Automated Traffic Signal Recognition in Distributed Acoustic Sensing Data via Deep Learning

Abstract Distributed Acoustic Sensing (DAS), an advanced vibration-sensing technology, shows immense promise for data-centric urban surveillance, notably in tracking vehicle speeds. The extraction of vehicle information from DAS data demands real-time processing. Nonetheless, current techniques face challenges in the precise and automated interpretation of vehicle signals. This study presents an integrated two-phase deep learning framework meticulously designed to facilitate the real-time and automated detection of vehicle speeds and directions using Distributed Acoustic Sensing (DAS) data. Initially, the approach employs a contrastive learning-based model to process DAS signals, eliminating disturbances within the profile. The YOLOv8 detection model subsequently accurately detects the processed DAS signals. The vehicle’s speed and direction are ultimately ascertained by harnessing the positional data derived from the bounding box’s coordinates.

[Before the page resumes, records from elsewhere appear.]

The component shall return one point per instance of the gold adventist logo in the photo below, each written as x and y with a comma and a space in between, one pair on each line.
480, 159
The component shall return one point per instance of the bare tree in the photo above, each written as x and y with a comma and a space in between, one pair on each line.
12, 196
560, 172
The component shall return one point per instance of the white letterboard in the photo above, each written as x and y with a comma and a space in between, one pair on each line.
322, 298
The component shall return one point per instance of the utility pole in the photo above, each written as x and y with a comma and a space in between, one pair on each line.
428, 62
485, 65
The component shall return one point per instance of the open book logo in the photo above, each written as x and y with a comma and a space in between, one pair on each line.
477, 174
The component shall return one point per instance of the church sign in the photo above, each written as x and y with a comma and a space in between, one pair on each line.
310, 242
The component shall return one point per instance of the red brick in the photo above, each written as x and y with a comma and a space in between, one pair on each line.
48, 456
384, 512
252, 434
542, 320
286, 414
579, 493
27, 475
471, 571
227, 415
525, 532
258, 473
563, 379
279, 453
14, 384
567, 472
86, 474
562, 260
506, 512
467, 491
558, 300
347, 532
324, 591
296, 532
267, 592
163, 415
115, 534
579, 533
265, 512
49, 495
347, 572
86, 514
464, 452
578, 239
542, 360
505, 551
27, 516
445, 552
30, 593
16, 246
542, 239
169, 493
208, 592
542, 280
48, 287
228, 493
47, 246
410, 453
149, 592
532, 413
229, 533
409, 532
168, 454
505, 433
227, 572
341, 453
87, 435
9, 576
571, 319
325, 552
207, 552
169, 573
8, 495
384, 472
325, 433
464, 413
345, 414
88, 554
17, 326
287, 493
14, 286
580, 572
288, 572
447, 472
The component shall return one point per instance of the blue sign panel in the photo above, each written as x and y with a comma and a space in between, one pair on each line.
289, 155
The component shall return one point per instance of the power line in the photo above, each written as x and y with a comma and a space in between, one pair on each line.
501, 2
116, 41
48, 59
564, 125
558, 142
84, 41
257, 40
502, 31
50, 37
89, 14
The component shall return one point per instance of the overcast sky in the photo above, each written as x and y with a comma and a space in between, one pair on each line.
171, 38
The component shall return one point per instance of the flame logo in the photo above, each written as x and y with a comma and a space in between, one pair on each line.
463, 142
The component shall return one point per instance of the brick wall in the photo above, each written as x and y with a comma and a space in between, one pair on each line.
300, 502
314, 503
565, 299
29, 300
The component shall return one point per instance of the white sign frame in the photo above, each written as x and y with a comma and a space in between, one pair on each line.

Within real-world test scenarios, the method introduced can precisely identify vehicles originating from various directions and sources. The strategy demonstrates robust generalizability even in complex scenarios characterized by intense interference and the presence of multiple vehicles. From a quantitative assessment perspective, the system processes DAS data for 60-second intervals in an average of 4.89 seconds, achieving an accuracy rate of 90.07%, which satisfies the demands for real-time vehicle signal detection. The approach presented in this article offers crucial guidance for the real-time, automatic detection of vehicle signals in DAS systems.